From simple to complex networks: inherent structures, barriers and valleys in the context of spin glasses

TL;DR

This paper explores the energy landscape of spin glasses on various graphs, revealing statistical properties of inherent structures, energy barriers, and valleys, with implications for understanding complex systems.

Contribution

It introduces a comprehensive analysis of energy landscapes in spin glasses across different graph topologies using the lid algorithm, highlighting universal and topology-dependent features.

Findings

Inherent structures follow a lognormal distribution.

Energy barrier heights scale with system size.

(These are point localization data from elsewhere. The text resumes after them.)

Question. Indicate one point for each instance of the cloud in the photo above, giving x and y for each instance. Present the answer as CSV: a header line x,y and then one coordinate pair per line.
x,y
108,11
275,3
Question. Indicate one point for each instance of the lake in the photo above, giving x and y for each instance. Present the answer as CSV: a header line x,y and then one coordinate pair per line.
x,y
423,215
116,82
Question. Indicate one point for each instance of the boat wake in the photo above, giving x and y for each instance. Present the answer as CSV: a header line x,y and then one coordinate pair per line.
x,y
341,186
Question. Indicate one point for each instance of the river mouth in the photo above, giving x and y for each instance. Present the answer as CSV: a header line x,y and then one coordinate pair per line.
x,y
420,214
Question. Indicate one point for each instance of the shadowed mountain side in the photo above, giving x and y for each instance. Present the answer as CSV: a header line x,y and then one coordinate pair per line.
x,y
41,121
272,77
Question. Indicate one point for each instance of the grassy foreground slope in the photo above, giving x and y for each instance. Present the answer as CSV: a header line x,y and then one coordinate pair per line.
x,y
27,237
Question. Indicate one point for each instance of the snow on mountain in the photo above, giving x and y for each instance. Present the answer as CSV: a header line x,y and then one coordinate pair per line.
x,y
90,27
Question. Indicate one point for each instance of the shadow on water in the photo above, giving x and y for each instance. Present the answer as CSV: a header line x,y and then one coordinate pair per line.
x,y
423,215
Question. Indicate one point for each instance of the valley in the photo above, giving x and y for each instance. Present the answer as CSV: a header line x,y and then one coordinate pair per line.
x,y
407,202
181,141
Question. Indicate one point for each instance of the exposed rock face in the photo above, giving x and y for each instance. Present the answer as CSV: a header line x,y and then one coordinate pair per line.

Graph topology influences quantitative landscape features.

Abstract

Given discrete degrees of freedom (spins) on a graph interacting via an energy function, what can be said about the energy local minima and associated inherent structures? Using the lid algorithm in the context of a spin glass energy function, we investigate the properties of the energy landscape for a variety of graph topologies. First, we find that the multiplicity Ns of the inherent structures generically has a lognormal distribution. In addition, the large volume limit of ln<Ns>/<lnNs> differs from unity, except for the Sherrington-Kirkpatrick model. Second, we find simple scaling laws for the growth of the height of the energy barrier between the two degenerate ground states and the size of the associated valleys. For finite connectivity models, changing the topology of the underlying graph does not modify qualitatively the energy landscape, but at the quantitative level the models can differ substantially.